As for the Portuguese bureaucracy, we have been extremely fortunate. At our visa renewal appointment, we only had to wait about 15 minutes. When we went to finanças (Portuguese IRS) to register after getting our resident visa cards, we waited five minutes tops. Incrível! So far, so good.
The DMV (IMT in Portugal) was another matter. You have three months after you get your resident card to turn in your foreign driver’s license for a Portuguese drivers’ license. (Although, I have been reading that that is about to change, and it will soon be three years before you must get a Portuguese license.) If you make the three-month deadline, it only costs 30 Euros. If not, it costs 60 Euros, and you must take a driver’s test. (Ugh!) Before you can go to the IMT and get your new driver’s license, you must register with the Centro de Saude, (national health system) and get a certificate of health. You must also get a certified copy of your driving record. To prove the validity of your current driver’s license. Three months, no problem. Right.

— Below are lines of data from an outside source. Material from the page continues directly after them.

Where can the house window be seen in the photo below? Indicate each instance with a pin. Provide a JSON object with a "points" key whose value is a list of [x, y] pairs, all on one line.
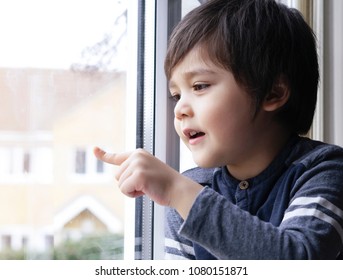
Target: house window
{"points": [[61, 95], [80, 162], [26, 162]]}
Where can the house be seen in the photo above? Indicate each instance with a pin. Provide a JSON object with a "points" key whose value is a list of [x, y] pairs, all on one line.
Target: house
{"points": [[51, 186]]}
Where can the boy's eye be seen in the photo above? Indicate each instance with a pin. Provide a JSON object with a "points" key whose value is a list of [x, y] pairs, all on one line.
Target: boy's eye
{"points": [[198, 87], [175, 97]]}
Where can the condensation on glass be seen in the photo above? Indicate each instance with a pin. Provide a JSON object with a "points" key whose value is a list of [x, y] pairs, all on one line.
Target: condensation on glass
{"points": [[62, 88]]}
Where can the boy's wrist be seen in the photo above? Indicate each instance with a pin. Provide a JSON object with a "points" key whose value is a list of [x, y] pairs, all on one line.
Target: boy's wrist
{"points": [[183, 196]]}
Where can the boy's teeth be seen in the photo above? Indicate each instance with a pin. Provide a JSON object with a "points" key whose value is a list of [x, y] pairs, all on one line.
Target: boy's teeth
{"points": [[192, 133]]}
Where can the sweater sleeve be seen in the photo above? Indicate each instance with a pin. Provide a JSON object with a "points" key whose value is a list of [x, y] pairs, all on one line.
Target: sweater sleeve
{"points": [[312, 227], [176, 246]]}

After wrangling with the Colorado DMV and the USPS for a month, we received the certified copies of our driving records by registered mail. At this point, we now had 10 days before the deadline to turn in our US licenses. It cost $64 and change to mail four pieces of paper to arrive in Portugal within a week. International logistics are still costly and time-consuming.
It took three trips to various Centros de Saude and a trip to the wrong IMT office before we arrived at the right office and spent the afternoon waiting for our numbers to be called. (It reminded me of the afterlife waiting room scene in the movie Beetlejuice.) Happily, though we spent the day from 9-5 between the health office and the IMT offices, we made it on the last day of the deadline! Whew! Got ‘er done. I guess long waits at the DMV are universal.
Now, theoretically, we should be Portuguese bureaucracy home free until next June when we will have to renew our resident visas again. It has certainly been an adventure.